In Philly, Wolf doubles down on vow to veto ‘heartbeat’ abortion ban
Gov. Tom Wolf (Commonwealth Media Services photo)
If abortion rights advocates in Pennsylvania know one thing, they know that any attempt by state lawmakers to restrict the procedure will hit a brick wall in Gov. Tom Wolf, who’s vowed to veto any and all such legislation that reaches his desk.
In case they’d forgotten, however, the Democratic governor reaffirmed that vow during a stop in Philadelphia on Friday, where he doubled-down on a promise to veto recently introduced legislation that would ban abortion as soon as doctors can detect a fetal heartbeat. That can happen as early as six weeks’ gestation, which is before most people even know they’re pregnant.
“Politicians should not be in a doctor’s office. Make no mistake about it, while the General Assembly cleverly names anti-health care choice bills things like ‘Heartbeat Bill,’ this is an attack on women’s personal freedoms, personal choice, and personal liberties,” said Wolf, who was flanked by legislative allies and advocates, as well as Philadelphia Mayor Jim Kenney.
Two freshman lawmakers, Rep. Stephanie Borowicz, R-Clinton, and Sen. Doug Mastriano, R-Adams, rolled out the latest ban bills during a Capitol news conference 10 days ago.
The two lawmakers made it clear that they won’t be stopped by the threat of a gubernatorial veto. They also made it clear that the bills were an opening marker, and said they’re willing to wait out Wolf, who will be term-limited out of office in 2022.
In a statement, Eric Failing, executive director of the Pennsylvania Catholic Conference, stood behind the bills and the two lawmakers.
“The unmistakable sound of a heartbeat is universally recognized as a sign of life,” he said. “I don’t know why this has become politicized. Issues of life and death are too important to be political footballs.”
In Philadelphia on Friday, Kenney called the new ban bills, and others like them, “yet another attack on the rights and reproductive health of individuals seeking healthcare services that are personal and unique to them. These bills jeopardize health, especially in the instance of high-risk pregnancies, and I appreciate the governor’s leadership on this very important issue.”
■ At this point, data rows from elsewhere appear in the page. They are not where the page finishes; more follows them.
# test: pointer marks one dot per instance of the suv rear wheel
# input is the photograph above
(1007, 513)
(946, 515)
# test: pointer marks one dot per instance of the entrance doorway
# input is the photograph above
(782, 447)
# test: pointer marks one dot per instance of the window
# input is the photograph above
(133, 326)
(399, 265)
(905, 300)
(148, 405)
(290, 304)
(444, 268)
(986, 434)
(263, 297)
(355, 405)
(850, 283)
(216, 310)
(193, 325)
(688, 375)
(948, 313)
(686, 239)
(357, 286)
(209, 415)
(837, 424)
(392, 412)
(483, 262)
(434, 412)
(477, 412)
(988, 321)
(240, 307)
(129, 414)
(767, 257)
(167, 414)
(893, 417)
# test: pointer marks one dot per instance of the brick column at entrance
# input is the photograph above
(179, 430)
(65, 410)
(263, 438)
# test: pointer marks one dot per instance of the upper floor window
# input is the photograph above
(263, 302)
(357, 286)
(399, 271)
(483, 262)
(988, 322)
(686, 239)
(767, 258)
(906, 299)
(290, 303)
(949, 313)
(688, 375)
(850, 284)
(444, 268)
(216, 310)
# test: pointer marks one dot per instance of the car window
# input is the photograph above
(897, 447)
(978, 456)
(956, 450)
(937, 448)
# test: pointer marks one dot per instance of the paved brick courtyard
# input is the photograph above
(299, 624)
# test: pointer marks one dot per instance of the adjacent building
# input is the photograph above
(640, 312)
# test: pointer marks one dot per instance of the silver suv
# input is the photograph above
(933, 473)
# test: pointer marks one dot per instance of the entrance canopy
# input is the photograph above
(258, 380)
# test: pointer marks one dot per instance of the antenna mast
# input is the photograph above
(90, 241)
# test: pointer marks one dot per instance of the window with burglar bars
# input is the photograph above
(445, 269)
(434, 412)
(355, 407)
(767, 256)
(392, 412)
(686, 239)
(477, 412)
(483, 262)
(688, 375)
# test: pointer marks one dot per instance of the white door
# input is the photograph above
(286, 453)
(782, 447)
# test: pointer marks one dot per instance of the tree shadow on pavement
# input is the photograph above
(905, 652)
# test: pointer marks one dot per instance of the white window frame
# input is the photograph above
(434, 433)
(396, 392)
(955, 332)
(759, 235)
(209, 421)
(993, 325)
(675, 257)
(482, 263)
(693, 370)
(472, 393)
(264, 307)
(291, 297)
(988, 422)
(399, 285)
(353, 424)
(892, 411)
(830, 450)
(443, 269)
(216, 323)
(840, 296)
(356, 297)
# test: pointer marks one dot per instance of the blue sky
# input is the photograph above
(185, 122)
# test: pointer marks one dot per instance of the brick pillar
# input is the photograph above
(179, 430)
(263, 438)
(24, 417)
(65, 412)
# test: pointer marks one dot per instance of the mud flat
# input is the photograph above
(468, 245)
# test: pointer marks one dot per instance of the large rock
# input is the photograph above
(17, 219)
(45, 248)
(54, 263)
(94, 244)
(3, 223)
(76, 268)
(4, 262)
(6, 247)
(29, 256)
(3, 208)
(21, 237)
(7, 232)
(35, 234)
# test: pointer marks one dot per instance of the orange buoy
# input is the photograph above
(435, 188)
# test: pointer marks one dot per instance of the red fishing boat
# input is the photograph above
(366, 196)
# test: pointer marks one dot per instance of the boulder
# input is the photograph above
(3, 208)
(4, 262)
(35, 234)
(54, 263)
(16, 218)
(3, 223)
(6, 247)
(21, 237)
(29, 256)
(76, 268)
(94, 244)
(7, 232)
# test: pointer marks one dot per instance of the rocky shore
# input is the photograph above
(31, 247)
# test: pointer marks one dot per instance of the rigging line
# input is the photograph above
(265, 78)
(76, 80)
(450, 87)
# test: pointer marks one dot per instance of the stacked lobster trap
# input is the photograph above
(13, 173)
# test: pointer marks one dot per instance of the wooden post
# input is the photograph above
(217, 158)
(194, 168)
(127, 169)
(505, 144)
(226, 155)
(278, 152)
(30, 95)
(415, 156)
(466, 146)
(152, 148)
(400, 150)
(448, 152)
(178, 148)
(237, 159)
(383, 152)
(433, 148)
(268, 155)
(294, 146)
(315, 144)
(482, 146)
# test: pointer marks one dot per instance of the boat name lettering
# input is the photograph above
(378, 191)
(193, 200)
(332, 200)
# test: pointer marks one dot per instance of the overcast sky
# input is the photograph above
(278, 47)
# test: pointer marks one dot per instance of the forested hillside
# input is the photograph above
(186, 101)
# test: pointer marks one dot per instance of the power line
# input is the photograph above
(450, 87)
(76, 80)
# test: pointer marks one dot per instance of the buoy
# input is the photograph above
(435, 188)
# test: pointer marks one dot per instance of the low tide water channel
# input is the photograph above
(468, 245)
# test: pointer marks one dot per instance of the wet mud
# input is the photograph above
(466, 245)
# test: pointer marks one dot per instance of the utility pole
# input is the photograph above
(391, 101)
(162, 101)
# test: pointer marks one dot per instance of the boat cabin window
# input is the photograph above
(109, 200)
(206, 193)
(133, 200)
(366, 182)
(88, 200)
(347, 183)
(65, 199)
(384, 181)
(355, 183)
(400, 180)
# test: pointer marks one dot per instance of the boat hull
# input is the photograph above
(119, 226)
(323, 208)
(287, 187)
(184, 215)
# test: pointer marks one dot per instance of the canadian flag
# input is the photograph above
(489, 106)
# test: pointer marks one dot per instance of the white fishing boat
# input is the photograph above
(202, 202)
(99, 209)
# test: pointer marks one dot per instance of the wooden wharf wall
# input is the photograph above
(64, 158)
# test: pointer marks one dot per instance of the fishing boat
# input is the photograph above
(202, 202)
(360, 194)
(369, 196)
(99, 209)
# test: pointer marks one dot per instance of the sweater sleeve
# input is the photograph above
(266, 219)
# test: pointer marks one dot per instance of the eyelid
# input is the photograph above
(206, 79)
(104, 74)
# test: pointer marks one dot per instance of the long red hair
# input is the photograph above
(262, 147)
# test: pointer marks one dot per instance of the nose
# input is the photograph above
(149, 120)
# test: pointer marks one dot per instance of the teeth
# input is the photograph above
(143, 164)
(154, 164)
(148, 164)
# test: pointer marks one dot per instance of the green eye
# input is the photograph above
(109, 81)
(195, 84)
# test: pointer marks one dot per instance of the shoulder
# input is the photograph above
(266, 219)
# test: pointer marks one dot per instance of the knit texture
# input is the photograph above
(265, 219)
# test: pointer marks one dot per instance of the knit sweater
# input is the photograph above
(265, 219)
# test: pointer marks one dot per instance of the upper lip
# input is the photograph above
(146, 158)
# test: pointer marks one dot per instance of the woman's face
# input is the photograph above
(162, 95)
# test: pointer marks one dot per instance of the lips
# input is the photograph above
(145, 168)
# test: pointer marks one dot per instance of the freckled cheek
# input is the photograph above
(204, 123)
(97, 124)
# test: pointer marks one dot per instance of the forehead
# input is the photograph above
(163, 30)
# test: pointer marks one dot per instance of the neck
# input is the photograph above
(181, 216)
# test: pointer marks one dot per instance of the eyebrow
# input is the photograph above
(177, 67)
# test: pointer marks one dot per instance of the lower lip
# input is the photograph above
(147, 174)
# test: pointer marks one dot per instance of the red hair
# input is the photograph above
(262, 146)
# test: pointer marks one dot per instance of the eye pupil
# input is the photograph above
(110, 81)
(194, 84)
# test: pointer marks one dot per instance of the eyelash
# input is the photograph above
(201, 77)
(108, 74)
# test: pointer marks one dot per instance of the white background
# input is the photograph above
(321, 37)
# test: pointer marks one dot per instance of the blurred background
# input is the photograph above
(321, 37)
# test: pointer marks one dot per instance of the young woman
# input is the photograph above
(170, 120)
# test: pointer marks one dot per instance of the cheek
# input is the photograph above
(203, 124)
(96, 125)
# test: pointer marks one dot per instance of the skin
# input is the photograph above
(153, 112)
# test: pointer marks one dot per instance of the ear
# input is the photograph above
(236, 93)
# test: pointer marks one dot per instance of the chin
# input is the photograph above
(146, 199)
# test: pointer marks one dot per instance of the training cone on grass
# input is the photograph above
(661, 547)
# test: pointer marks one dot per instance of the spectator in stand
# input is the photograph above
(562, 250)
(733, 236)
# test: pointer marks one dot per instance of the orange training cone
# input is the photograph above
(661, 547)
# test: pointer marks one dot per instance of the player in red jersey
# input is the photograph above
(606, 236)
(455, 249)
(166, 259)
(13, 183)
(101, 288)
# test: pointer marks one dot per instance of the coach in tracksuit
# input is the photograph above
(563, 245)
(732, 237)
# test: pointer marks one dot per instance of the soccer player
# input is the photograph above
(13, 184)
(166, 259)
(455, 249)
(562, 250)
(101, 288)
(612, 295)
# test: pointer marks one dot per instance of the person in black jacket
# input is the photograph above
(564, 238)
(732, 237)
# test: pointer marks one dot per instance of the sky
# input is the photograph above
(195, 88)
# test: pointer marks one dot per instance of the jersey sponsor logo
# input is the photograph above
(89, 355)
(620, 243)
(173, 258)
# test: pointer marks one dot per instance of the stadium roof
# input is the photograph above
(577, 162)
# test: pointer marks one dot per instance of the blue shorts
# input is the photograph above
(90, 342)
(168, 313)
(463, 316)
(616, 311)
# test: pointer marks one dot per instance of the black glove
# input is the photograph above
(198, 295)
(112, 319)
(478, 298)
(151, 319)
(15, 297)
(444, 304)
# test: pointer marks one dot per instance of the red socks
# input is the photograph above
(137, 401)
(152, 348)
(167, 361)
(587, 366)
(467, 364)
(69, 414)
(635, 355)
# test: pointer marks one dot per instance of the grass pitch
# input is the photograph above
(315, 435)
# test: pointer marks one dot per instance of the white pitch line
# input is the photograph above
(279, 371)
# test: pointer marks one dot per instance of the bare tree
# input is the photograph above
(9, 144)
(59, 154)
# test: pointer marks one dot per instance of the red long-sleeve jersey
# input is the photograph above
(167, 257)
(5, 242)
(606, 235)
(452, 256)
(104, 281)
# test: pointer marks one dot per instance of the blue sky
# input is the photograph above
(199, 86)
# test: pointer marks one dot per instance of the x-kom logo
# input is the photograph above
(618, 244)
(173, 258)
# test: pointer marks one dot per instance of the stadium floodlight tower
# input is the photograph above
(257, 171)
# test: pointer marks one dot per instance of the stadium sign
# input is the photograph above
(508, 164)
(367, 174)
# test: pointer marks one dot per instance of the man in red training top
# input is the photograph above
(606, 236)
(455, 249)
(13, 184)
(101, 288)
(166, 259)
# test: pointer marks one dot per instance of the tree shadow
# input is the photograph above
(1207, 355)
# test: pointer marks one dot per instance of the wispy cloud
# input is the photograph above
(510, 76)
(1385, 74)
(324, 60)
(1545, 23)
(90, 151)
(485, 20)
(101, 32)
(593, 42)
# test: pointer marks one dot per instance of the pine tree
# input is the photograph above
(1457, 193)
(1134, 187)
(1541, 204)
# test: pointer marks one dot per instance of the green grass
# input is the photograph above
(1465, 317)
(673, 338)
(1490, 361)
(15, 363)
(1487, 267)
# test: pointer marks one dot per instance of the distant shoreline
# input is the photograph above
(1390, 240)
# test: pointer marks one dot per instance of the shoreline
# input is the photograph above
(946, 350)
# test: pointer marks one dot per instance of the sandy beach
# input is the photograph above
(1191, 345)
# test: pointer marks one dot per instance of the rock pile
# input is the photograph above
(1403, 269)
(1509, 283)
Ashley Lenker White, the executive director of Planned Parenthood of Pennsylvania, said lawmakers’ time would be better spent on “promoting laws that support Pennsylvania families and expand reproductive health resources and access, rather than interfering in private medical decisions.”
If Wolf’s veto pen isn’t the final barrier to such proposals becoming laws, then the courts may well be.
Several states, including Ohio, Alabama, Georgia, Kentucky, Louisiana, Mississippi, and Missouri passed heartbeat laws trying to ban or limit abortions; all have been blocked from taking effect on constitutional grounds, Wolf’s office said.
In a Capital-Star op-Ed, Alexa Kolbi-Molinas, of the American Civil Liberties Union’s Reproductive Freedom Project, said the organization remains committed to defending attacks on abortion access.
“Despite strong public support for safe, supported abortion care, these politicians hope that the balance of the Supreme Court has turned against abortion rights with enough votes to aggressively and systematically dismantle abortion access,” Kolbi-Molinas wrote. “Not on our watch.”